Fostering was a popular form of child rearing in medieval Ireland, whereby a child was sent from the natural home to be reared in another. The age of commencement was a parental decision, for example 5, 7, 10 though wet-nursing was a common initial phrase in the process of fostering. The period of fosterage was completed when the boy reached maturity at 14. The fosterage fee 'iarrai' was reflective of the status of the father of the child and consisted of land or movable wealth possibly cattle, although with 'fosterage of affection' no fee was levied. The education of a child received was strictly regulated by customary law and was governed by the social status and needs of the child which ranged from manual skills to aristocratic pastimes. The foster-father 'oide' and foster-mother 'buime' were liable if the fosterage was found wanting. The placement of the child could indicate familial links, the maternal kin being particular popular, or could reflect a political alliance or submission between families. Bonds created through fosterage were a lifelong commitment, with foster-children being obliged to provide maintenance for their foster-parents in later life. Fostering played an important part in the O'Cahan relationship with other clans, with famous fostered children such as Sir John Cahanagh MacDonnell.
Customs of coinnmheadh (or 'coign')
The practice of billeting troops on the populace was first introduced in Ireland by the Vikings, but was soon adopted by Irish lords, and had become universal by the 15th Century.(11) It was derived from the Gaelic customs of coinnmheadh (or 'coign') that obliged the well-to-do classes to provide hospitality for travelers, and periodic feasts for their lord's household. These customs were gradually perverted by both Irish and Anglo-Norman lords, until, by the mid-15th century, a new body of custom had emerged that was known as 'bonnacht' or 'coign and livery'. These customs (or taxes), which were applied universally to all of a lord's vassals and tenants, required the provision of food and lodging for his mercenaries (coign), and stabling and fodder for his horses (livery).

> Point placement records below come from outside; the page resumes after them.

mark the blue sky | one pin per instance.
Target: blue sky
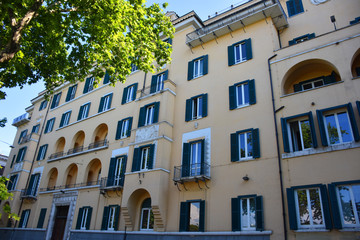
(18, 99)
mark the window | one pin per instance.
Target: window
(157, 82)
(129, 93)
(149, 114)
(242, 94)
(294, 7)
(192, 216)
(65, 119)
(245, 145)
(42, 152)
(345, 202)
(43, 105)
(35, 129)
(315, 82)
(117, 170)
(308, 207)
(198, 67)
(143, 158)
(298, 132)
(105, 103)
(196, 107)
(24, 218)
(21, 154)
(12, 182)
(49, 125)
(337, 125)
(71, 93)
(89, 85)
(111, 218)
(84, 111)
(124, 128)
(247, 213)
(22, 136)
(147, 216)
(56, 100)
(239, 52)
(84, 218)
(33, 185)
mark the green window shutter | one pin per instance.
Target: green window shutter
(256, 143)
(105, 218)
(232, 97)
(291, 208)
(248, 49)
(111, 173)
(202, 216)
(184, 216)
(312, 128)
(206, 65)
(185, 168)
(153, 83)
(326, 207)
(41, 218)
(151, 157)
(231, 55)
(335, 208)
(252, 93)
(156, 112)
(320, 118)
(88, 219)
(188, 110)
(285, 134)
(136, 160)
(142, 115)
(204, 103)
(259, 213)
(234, 147)
(235, 214)
(353, 122)
(190, 70)
(78, 222)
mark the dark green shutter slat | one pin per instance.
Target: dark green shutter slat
(232, 97)
(285, 135)
(188, 110)
(153, 83)
(190, 70)
(256, 143)
(41, 218)
(259, 213)
(206, 65)
(335, 208)
(320, 118)
(204, 103)
(184, 216)
(202, 216)
(105, 218)
(231, 55)
(235, 214)
(353, 122)
(291, 208)
(326, 206)
(185, 168)
(252, 92)
(78, 222)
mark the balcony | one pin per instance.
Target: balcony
(79, 150)
(25, 118)
(239, 19)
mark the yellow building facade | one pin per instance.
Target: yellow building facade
(252, 132)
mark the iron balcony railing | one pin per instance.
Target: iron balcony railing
(192, 172)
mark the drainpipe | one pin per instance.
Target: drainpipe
(278, 151)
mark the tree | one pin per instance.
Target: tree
(66, 40)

In some cases, these obligations were fulfilled through agreements that the lord negotiated with his chief vassals requiring each to maintain a specified number of mercenaries. However, another common arrangement involved the lord authorizing his mercenaries ".to levy both their food and drink and their wages 'as well within his lordship as outside it.' Such casual patronage was an invitation to highway robbery, and ensured that not only were the lord's own tenants subjected to unlimited extortion, but other neighboring territories suffered in the same way, even church lands, which were normally entitled to immunity."
The practice of "Creaghting" moving cattle from pasture to pasture in different districts was practiced by the O'Cahans. Also the practice of "Commyns" where chiefs and important members of the clan, whose riches consisted largely in cattle, sent these to be grazed on the lands of humbler folk who had not sufficient stock. The Plantation of Ulster was to see the disruption of the whole way of Native life for the Gaelic O'Cahan natives.

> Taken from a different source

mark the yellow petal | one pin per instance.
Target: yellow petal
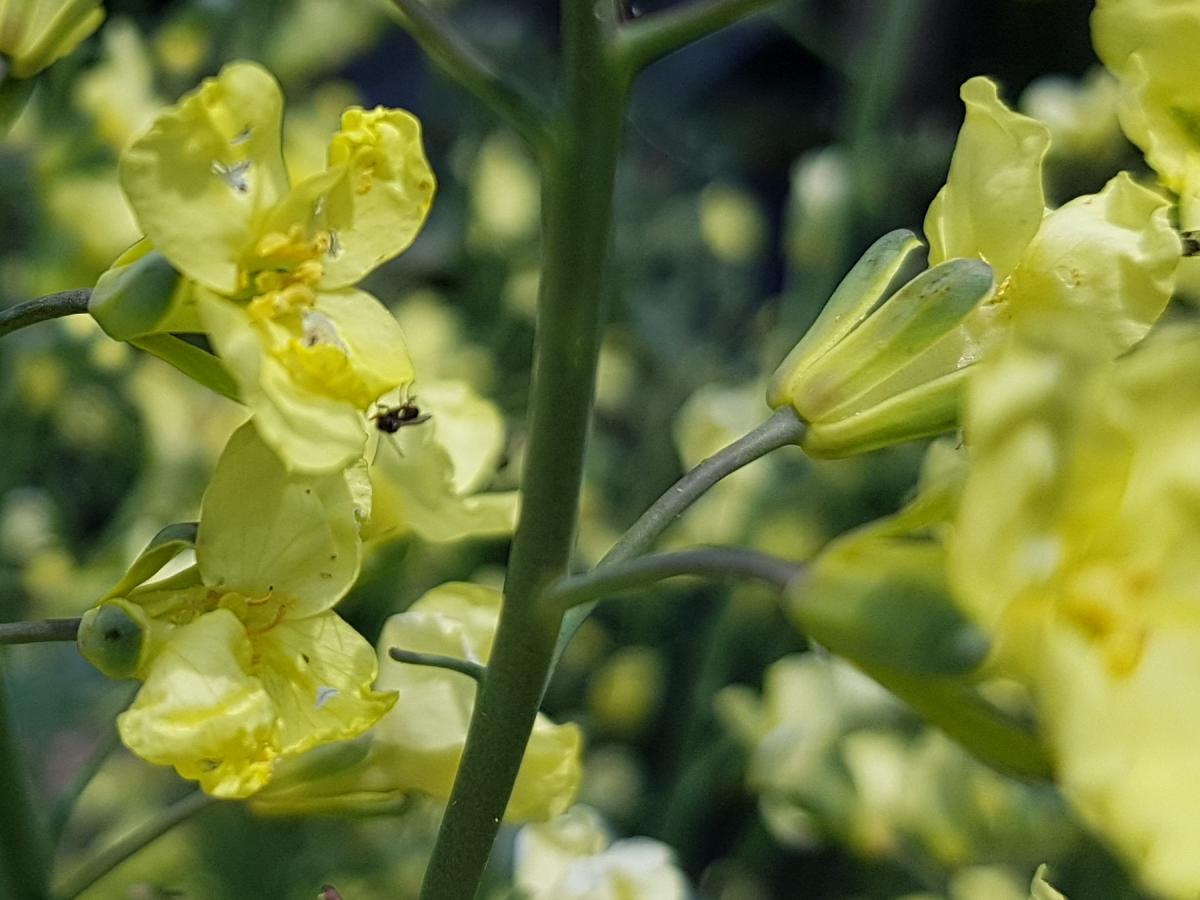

Gaelic lords had their own corn mills, small horizontal water mills without gears, as a way of raising revenue, but much gain was still ground on querns by women who stripped to prevent their clothes being ruined. Flax must have been grown extensively for the making of linen tunics, and frieze was woven from wool pulled from the sheep's back rather than sheared to make falaing, or mantle which found a ready export market.